Nigeria has Bank of Industry and Agricultural and Cooperative
Bank, yet access to finance has been problematic. A case is point is the $200
million entertainment fund pledged by President Goodluck Joanthan during his
campaign last year. More than a year after, the bulk of the money has not been
disbursed with potential beneficiaries crying over the stringent conditions
attached to accessing the loan facility. The entire lending process and
procedures set by financial institutions need to be simplified and made
investor friendly. We must also combat corruption not by paying lip service but
by effectively prosecuting corrupt elements in our society.
The good
thing is that Nigerian government is already working to resolve most of the
issues raised in the World Bank report given the pronouncements of our Minister
of Trade and Investment at the launch. According to Dr Olusegun Aganga, in order to make Nigeria
the preferred destination for investment globally, his ministry has already
commenced an Investment Climate Reform Programme in October 2011 with support
from the World Bank and DFID.
He volunteered further that his ministry was
partnering the Ministry of Power on the provision of uninterrupted electricity
to nine industrial cities by the first quarter of 2013 and is currently working with the Corporate Affairs Commission, to reduce
the number of days it takes to register a business, the processes and the cost.

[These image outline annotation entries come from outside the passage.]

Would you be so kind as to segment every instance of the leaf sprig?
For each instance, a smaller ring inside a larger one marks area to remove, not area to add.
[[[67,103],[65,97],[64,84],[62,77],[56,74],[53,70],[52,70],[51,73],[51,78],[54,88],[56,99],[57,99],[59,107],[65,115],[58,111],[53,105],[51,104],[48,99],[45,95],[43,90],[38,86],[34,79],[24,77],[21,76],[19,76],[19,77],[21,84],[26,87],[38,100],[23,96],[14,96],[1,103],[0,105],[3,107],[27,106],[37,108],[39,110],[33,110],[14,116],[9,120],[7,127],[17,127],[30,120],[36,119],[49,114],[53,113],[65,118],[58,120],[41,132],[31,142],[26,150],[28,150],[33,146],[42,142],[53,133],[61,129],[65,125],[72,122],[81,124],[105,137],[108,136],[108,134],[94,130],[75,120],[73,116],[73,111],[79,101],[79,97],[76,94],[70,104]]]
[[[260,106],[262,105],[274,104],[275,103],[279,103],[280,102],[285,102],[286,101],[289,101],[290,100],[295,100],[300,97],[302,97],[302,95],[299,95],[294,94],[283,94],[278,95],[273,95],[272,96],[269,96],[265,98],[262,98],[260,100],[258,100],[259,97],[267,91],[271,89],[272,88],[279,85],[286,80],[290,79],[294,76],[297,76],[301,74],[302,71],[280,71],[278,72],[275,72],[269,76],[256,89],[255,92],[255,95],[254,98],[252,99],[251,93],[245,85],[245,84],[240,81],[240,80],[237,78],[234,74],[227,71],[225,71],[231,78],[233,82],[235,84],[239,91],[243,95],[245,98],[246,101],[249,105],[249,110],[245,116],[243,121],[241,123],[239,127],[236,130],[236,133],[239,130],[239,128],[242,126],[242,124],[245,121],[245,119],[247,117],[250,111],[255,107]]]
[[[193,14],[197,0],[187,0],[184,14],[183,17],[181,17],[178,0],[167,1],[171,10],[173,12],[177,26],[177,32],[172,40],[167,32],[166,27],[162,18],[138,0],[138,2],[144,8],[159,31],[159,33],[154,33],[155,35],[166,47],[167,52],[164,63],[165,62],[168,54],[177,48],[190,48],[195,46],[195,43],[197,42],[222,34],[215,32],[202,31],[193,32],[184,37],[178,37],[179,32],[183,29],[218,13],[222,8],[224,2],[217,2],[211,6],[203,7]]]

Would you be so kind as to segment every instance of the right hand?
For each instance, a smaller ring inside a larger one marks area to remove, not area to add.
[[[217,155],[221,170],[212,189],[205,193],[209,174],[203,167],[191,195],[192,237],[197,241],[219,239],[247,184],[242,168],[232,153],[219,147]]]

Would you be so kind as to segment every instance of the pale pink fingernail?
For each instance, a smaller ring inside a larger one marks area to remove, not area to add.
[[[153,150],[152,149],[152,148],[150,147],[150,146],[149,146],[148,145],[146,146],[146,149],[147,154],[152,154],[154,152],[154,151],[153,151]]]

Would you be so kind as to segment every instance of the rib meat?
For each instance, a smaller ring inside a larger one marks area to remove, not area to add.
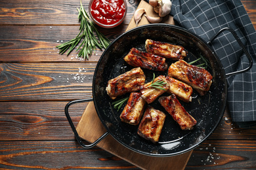
[[[106,90],[110,98],[114,99],[119,95],[139,90],[144,82],[143,71],[137,67],[110,80]]]
[[[189,114],[181,105],[175,94],[161,97],[159,102],[180,126],[181,129],[192,129],[196,124],[196,120]]]
[[[148,106],[139,126],[138,134],[156,143],[158,142],[166,115]]]
[[[127,104],[120,115],[121,120],[132,125],[139,124],[145,104],[140,93],[131,93]]]
[[[147,39],[146,50],[148,53],[159,56],[171,58],[173,60],[183,60],[187,52],[184,47],[163,42]]]
[[[184,102],[192,101],[191,95],[193,92],[193,89],[190,86],[169,76],[167,76],[165,78],[169,85],[169,92],[174,94],[177,97]]]
[[[213,79],[212,75],[205,69],[190,65],[182,60],[171,65],[168,75],[191,86],[201,95],[209,91]]]
[[[140,67],[153,71],[165,71],[168,69],[165,58],[141,52],[135,48],[131,49],[124,60],[133,67]]]

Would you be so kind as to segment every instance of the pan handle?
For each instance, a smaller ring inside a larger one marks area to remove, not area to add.
[[[75,103],[81,103],[81,102],[86,102],[86,101],[92,101],[93,99],[80,99],[80,100],[75,100],[69,102],[65,107],[65,114],[66,116],[67,117],[67,119],[68,120],[68,122],[70,123],[70,125],[71,126],[71,128],[72,129],[72,131],[75,134],[75,137],[78,141],[79,144],[83,147],[86,149],[91,148],[93,146],[95,146],[96,144],[97,144],[101,140],[102,140],[105,137],[106,137],[108,135],[108,132],[106,132],[104,134],[103,134],[101,137],[100,137],[97,140],[96,140],[94,143],[90,144],[85,144],[83,142],[82,140],[81,139],[80,137],[79,136],[77,131],[75,129],[75,126],[74,126],[73,122],[71,120],[71,118],[70,116],[70,114],[68,113],[68,108],[70,106],[71,106],[73,104]]]
[[[249,55],[249,54],[248,53],[248,52],[246,50],[245,48],[244,47],[243,43],[242,42],[241,40],[239,39],[238,36],[236,35],[236,32],[231,28],[229,28],[229,27],[224,27],[224,28],[223,28],[221,29],[221,30],[219,31],[218,33],[217,33],[215,34],[215,35],[214,35],[208,42],[207,42],[207,44],[210,44],[211,43],[211,42],[216,39],[216,37],[220,34],[222,32],[224,31],[230,31],[234,36],[234,37],[236,39],[236,40],[237,41],[237,42],[238,42],[239,45],[241,46],[241,48],[242,48],[247,58],[248,58],[248,60],[249,60],[249,66],[244,69],[242,69],[242,70],[240,70],[240,71],[234,71],[234,72],[232,72],[232,73],[228,73],[227,74],[226,74],[226,76],[231,76],[231,75],[237,75],[237,74],[240,74],[240,73],[244,73],[244,72],[246,72],[248,70],[249,70],[251,67],[253,66],[253,60],[251,59],[251,56]]]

In addition, his ministry is also working to ensure that business
registration can be done from the comfort of homes and offices.
Additionally, the Trade Minster said as a pilot, his ministry is
working with the Ministries and Agencies under the Lagos State Government to
reduce the cost and time of obtaining construction permits, registering
property and enforcing contracts as well as working with the tax authorities at
both the Federal level and in Lagos State on how to reduce the time and cost of
filing taxes. In these initiatives, I do not see any plan to deal with the
mounting insecurity and corruption, twin monsters that may render other noble
intentions useless. Nonetheless, these are commendable efforts that I wish will
bear good fruits such that Nigeria will be able to realise its full investment
potentials without government officials necessarily having to globe-trot in
search of the elusive foreign direct investments.